Is Dr Dre right about headphones?

27 May 2011


Dr Dre doesn’t look like the sort of man you’d want to disappoint too often. He can appear pretty stern. But that’s what you’re doing every time you put on a pair of ‘inferior’ headphones.

Ryan Babel is among the footballers to use Beats by Dr Dre

“People aren’t hearing all the music,” the good doctor tells us in the promotional material for the Beats by Dre Dre range of headphones.

“Artists and producers work hard in the studio perfecting their sound. But people can’t really hear it with normal headphones. Most headphones can’t handle the bass, the detail, the dynamics. Bottom line, the music doesn’t move you.”

It’s a startling thought. After all those years of buying the latest CD, mini disc and mp3 players, have I actually been missing large chunks of the tracks because my headphones haven’t been up to scratch?

Many people have heeded Dre’s advice and picked up some headphones from his own range. Beats offers ear canal and ear clip headphones, but the ones with massive cans, sported by Premiership footballers everywhere, are doubtlessly the most recognisable.

The sizeable Beats Pro headphones are the signature models in the range and offer a very bassy sound. This comes as no surprise, considering Dre is a hip-hop artist so was understandably left frustrated by kids wearing headphones which couldn’t carry the amount of bass he had put into his tracks.

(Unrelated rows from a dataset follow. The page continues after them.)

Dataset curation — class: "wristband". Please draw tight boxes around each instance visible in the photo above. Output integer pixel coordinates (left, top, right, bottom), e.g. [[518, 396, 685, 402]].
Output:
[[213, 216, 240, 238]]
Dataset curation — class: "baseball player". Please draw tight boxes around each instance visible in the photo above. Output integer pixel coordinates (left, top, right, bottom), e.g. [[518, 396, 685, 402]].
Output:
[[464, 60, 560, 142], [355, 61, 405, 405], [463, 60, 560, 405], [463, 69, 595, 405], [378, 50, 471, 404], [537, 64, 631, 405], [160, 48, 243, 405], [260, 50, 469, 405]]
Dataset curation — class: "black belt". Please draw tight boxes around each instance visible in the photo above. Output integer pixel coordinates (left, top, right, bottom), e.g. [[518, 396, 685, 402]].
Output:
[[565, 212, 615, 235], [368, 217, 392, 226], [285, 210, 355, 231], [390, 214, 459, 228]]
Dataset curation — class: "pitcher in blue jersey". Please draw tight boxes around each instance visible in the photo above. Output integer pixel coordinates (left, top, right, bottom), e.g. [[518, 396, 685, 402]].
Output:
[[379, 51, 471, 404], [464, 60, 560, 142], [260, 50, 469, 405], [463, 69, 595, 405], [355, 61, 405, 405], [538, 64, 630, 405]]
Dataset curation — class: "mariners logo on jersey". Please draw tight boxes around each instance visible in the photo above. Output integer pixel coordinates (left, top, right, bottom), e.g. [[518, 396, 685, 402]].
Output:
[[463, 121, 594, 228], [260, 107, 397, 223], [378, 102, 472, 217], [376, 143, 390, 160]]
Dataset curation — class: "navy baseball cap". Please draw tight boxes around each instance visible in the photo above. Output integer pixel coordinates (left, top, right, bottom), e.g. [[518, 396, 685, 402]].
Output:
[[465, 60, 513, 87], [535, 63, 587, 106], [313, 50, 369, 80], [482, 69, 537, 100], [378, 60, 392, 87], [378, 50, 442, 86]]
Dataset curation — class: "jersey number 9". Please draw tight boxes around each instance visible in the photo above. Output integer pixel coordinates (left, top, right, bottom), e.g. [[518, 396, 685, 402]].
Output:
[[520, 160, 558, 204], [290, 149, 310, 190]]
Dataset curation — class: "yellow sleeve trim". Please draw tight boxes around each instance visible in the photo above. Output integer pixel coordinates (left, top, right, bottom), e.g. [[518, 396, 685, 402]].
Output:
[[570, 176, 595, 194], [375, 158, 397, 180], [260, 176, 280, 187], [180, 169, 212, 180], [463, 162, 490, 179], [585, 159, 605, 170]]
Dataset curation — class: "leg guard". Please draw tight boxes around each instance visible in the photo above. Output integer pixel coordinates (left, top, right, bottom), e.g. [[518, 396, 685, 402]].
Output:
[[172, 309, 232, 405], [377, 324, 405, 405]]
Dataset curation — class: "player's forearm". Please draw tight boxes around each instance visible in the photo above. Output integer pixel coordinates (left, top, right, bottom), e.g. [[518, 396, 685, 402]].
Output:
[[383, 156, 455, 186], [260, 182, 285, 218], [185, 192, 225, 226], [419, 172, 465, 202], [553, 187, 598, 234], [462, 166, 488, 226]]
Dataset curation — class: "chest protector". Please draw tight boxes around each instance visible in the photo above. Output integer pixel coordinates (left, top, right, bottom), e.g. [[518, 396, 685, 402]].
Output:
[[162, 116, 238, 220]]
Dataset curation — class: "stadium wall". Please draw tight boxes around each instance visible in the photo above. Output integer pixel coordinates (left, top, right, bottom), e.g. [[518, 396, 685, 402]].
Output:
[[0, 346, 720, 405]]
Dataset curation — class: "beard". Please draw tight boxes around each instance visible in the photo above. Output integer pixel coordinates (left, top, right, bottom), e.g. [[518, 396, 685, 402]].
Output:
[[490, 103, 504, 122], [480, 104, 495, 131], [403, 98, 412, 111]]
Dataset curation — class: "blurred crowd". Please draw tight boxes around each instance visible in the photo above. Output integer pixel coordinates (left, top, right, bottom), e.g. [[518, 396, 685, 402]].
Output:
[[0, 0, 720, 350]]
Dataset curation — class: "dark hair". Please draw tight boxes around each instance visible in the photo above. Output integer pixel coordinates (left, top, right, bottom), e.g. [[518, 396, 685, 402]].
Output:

But not everybody listens to hip-hop, so folk or jazz fans might be better suited to canal models which seal your ears from noise from the outside world, rather than playing a phat bassline over it. If you’re wondering what sort of headphones best suit the Spice Girls’ greatest hits then you’re probably beyond help…

There remains a gap in the market for other artists to exploit by bringing out headphones to suit their own style of music. Tweeter @mightykotor suggested Metallica might want to bring out HeadMelters, while Audioslave could launch AudioShackles.

Other than looking good and matching up headphones to your favoured genre, practicality is a big concern.

Massive wrap-around headphones might look good while you’re sat on a bus, but they’re probably not much good for mountain bikers or cross-country runners.

What makes a set of headphones up to scratch is matching them to your usage. If you’re travelling on the tube, then you probably want something to cancel noise from the train tracks and your fellow commuters. But if you are kicking back at home, why not rock out those sizeable headphones?

As for what you choose to spend on a pair in a bid to “hear all the music”, that’s up to you. Generally professional grade headphones will set you back a lot more than your standard set. But if you’re an audiophile desperate to hear songs the way they were made in the studio, then maybe it’s time to treat yourself.